Opening remarks, as prepared, of Subcommittee on Coast Guard and Maritime Transportation Ranking Member Bob Gibbs (R-OH) from today’s hearing:

The United States Coast Guard has unique authorities, international relationships, and service culture that make it a crucial part of our national security system. 

Many may not know the wide range of capabilities and responsibilities that the Coast Guard has while it defends our homeland from foreign threats.  As the only branch of the Armed Services with law enforcement authority, it plays a unique role in the Nation’s international engagement in crucial hotspots, from the Persian Gulf to the South China Sea.  Most notably, the Coast Guard uses its unique access and capabilities to strengthen partner nations’ capabilities, all in support of our national interests.  In other words, “presence equals influence.”

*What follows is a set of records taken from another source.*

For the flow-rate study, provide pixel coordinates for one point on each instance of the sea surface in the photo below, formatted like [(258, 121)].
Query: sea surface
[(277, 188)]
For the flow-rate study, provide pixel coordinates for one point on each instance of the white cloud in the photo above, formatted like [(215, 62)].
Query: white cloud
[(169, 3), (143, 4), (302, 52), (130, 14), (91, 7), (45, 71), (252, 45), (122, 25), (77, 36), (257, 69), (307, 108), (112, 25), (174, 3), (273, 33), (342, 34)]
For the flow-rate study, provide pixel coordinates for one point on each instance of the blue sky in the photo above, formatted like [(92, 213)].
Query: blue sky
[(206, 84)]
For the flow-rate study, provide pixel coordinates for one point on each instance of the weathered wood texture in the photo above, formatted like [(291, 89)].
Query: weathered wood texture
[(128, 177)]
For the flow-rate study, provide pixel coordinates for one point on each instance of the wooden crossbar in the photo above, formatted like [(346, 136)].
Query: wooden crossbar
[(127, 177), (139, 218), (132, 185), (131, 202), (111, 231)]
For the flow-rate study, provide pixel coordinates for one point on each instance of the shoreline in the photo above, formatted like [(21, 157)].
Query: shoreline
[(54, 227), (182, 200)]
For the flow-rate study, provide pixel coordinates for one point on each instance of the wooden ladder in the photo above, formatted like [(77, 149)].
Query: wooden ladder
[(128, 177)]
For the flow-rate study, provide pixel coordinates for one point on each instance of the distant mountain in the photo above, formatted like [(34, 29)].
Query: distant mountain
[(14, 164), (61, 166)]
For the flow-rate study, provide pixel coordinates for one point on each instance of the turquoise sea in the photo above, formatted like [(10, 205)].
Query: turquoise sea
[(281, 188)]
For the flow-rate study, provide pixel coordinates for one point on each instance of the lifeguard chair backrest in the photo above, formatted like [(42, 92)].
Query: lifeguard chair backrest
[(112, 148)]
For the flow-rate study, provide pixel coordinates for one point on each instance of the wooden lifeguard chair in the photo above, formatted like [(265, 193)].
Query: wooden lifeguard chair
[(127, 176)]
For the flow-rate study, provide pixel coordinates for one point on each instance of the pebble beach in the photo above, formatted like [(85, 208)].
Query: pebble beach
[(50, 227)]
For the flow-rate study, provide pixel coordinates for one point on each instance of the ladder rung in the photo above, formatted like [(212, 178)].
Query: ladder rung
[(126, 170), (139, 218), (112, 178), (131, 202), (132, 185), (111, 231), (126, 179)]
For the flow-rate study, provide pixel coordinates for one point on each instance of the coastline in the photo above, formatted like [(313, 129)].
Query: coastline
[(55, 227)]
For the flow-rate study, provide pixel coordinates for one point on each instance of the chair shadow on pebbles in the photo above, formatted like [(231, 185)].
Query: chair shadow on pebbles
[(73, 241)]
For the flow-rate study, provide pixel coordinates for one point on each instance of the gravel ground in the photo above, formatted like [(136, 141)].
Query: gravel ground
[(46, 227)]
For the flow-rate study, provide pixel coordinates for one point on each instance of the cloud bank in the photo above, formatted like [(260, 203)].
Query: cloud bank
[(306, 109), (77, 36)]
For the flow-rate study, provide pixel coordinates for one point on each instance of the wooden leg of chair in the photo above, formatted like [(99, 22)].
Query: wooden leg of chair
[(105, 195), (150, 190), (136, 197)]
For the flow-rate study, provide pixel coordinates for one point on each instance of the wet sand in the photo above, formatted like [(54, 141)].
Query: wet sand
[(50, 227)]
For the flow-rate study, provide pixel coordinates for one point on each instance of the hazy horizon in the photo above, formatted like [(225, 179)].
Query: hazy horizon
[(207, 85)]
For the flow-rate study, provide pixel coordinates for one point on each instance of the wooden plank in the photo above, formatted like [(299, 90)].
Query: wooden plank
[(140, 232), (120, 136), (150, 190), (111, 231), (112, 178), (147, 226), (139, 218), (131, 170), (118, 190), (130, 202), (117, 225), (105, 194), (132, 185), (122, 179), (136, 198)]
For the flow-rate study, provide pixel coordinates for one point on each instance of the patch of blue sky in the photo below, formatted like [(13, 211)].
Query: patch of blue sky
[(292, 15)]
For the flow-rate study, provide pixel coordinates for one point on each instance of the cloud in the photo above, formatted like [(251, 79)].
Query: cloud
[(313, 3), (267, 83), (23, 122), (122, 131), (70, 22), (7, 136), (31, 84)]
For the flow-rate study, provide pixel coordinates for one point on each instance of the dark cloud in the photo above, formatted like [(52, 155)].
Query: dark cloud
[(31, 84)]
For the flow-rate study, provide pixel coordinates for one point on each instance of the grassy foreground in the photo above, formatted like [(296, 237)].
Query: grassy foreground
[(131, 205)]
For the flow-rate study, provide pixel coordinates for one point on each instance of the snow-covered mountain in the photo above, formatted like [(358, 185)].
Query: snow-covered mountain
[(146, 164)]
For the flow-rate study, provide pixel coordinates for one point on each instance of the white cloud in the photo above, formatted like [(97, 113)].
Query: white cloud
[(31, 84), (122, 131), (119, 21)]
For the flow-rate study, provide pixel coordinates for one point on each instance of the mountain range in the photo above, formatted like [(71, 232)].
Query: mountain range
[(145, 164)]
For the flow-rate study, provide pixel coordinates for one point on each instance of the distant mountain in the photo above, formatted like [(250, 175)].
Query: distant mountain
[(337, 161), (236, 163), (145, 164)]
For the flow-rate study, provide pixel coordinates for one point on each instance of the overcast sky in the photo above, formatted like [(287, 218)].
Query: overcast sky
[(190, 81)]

Unfortunately, increasing DOD requests for Coast Guard resources places more stress on a limited budget and other critical mission areas.  The FY 2020 Operations & Support budget increased 4.4% from FY 2019.  Legislation passed by the House that authorizes a further 6.4% increase in O&S funding for Fiscal Year 2021 continues to languish in the Senate.  Despite these increases in funding, I remain concerned about how these increased demands will affect the Coast Guard’s funding needs, especially in light of increased competition from other nations.

I look forward to hearing from the witnesses how the Coast Guard’s international role supports our national interests, and how the Service will support this work alongside its domestic maritime missions.